Ambitious Slogans and Colorful Promises: The 1964-1965 New York World’s Fair

07.24.21 – 01.30.22

A narrow exhibition space with white walls and hardwood floors. Along the two walls are series of two dimensional works. Spread out on the floor is two display cases and two visitor benches. At the end of the space hangs a half orange and half dark blue flag with a white globe at its center.
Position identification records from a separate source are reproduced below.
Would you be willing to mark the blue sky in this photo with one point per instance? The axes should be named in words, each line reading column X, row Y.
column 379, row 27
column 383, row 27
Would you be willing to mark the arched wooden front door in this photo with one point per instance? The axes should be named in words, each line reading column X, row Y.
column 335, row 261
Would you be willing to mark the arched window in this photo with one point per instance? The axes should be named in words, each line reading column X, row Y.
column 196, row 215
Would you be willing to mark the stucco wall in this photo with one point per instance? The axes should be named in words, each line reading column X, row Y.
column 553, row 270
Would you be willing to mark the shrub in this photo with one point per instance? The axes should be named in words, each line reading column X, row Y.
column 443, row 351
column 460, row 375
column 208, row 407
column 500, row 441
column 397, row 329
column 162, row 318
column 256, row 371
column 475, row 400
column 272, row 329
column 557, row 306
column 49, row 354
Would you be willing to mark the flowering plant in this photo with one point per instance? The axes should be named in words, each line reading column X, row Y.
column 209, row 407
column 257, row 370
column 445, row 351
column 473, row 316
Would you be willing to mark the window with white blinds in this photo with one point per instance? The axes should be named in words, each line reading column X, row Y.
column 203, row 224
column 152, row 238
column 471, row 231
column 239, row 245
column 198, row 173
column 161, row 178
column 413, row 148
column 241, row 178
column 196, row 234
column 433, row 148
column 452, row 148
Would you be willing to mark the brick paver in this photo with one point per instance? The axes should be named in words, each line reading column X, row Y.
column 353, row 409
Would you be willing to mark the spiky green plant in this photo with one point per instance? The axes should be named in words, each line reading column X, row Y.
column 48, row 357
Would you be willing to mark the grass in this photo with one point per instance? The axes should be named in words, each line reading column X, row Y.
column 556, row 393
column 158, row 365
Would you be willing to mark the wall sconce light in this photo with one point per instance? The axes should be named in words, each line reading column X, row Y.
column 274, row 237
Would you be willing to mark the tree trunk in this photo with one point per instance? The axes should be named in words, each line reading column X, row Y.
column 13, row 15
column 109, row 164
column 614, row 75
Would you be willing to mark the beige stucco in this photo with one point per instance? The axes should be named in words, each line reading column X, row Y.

Often referred to as the “Olympics of Progress,” the 1964-1965 New York World’s Fair was the second one to be held in Flushing Meadows Corona Park. Fair President Robert Moses launched the 1964-1965 New York World’s Fair Corporation to establish the event, which he hoped would provide ample funding to improve the Park’s recreational capacities. Ignoring the six month time limit for these events set out by the Bureau of International Expositions (BIE), the 1964-1965 Fair was never considered an official “World Expo.” Per the BIE, World Expos served as a “global gathering of nations dedicated to finding solutions to pressing challenges of our time.” Strategic fundraising, which targeted corporate entities as well as the New York State and federal governments, shifted the focus of the Fair to emergent industries and technology as opposed to diplomacy. Still, Moses’ clever recruitment of participants created the most idiosyncratic Fair of the twentieth century, filling all 646 acres of the Park with more than 140 pavilions by corporations, religious organizations, state municipalities, and nations from across the globe. Appealing early on to “corporate America,” it became synonymous with technological progress and nation-building through economic development.

 

On Opening Day of the 1964-1965 New York World’s Fair, Moses noted he and his collaborators had “done [their] best by ingenuity and hard work to implement ambitious slogans and colorful promises.” As a lifelong politician and Chairman of the Triborough Bridge and Tunnel Authority (TBTA) (1934-81), he knew the Fair could symbolize optimism through innovation and ignore the discord being felt across the country. Counteracting the residual fear of the atomic bomb (i.e. nuclear fission), for example, General Electric demonstrated nuclear fusion every hour to suggest its importance as “virtually unlimited power for use by mankind.” Similarly, the Underground World Home Pavilion redefined the mid-century bomb shelter, replacing it with an accommodating environment for the modern family. Pavilions dedicated to “Dynamic Maturity” and “Free Enterprise” substantiated the pillars of capitalism and reaffirmed the American Dream in the minds of many.  

 

By promoting educational demonstrations, inventive theatrical and cinematic productions, and “good clean fun” at the Fair, the organizers were able to imagine a future that willfully ignored the momentum of contemporaneous demands for equity and equality. Moses promoted sterilizing Times Square in Manhattan before the Fair opened, for example, further marginalizing sex workers, people of color, immigrants, and the queer community for the sake of improving the City’s reputation. At the Fair, the automobile, individual consumerism, and corporate culture became symbols of America’s shifting lifestyle. With a single ticket, each visitor became a part of the future. 

 

Ambitious Slogans and Colorful Promises: The 1964-1965 New York World’s Fair provides both context for and a challenge to the performative idealism embedded in the 1964-1965 New York World’s Fair. This exhibition is composed entirely of items in the Queens Museum’s Collection, with artifacts and ephemera from the Fair installed alongside artworks from the same era. This exhibition will specifically address ideas of ‘the future’one of the five themes taken up by the Year of Uncertainty, an experimental museum-wide framework for programming that involves a crew of collaborators for the year of 2021—that emerged from the Fair. The installation itself will mutate over time, fielding suggestions from the Museum’s visitors, staff, and collaborators involved in the Year of Uncertainty. This growing exhibition aims to integrate the complex socio-political circumstances surrounding the Fair into the pristine ideals projected and preserved within the fairgrounds. Items including newspaper articles, photographs, and other ephemera will be added to the exhibition once per month. By incorporating a variety of insights and experiences, Ambitious Slogans and Colorful Promises reconsiders the granular, lasting effects of the Fair’s towering ideas and objectives.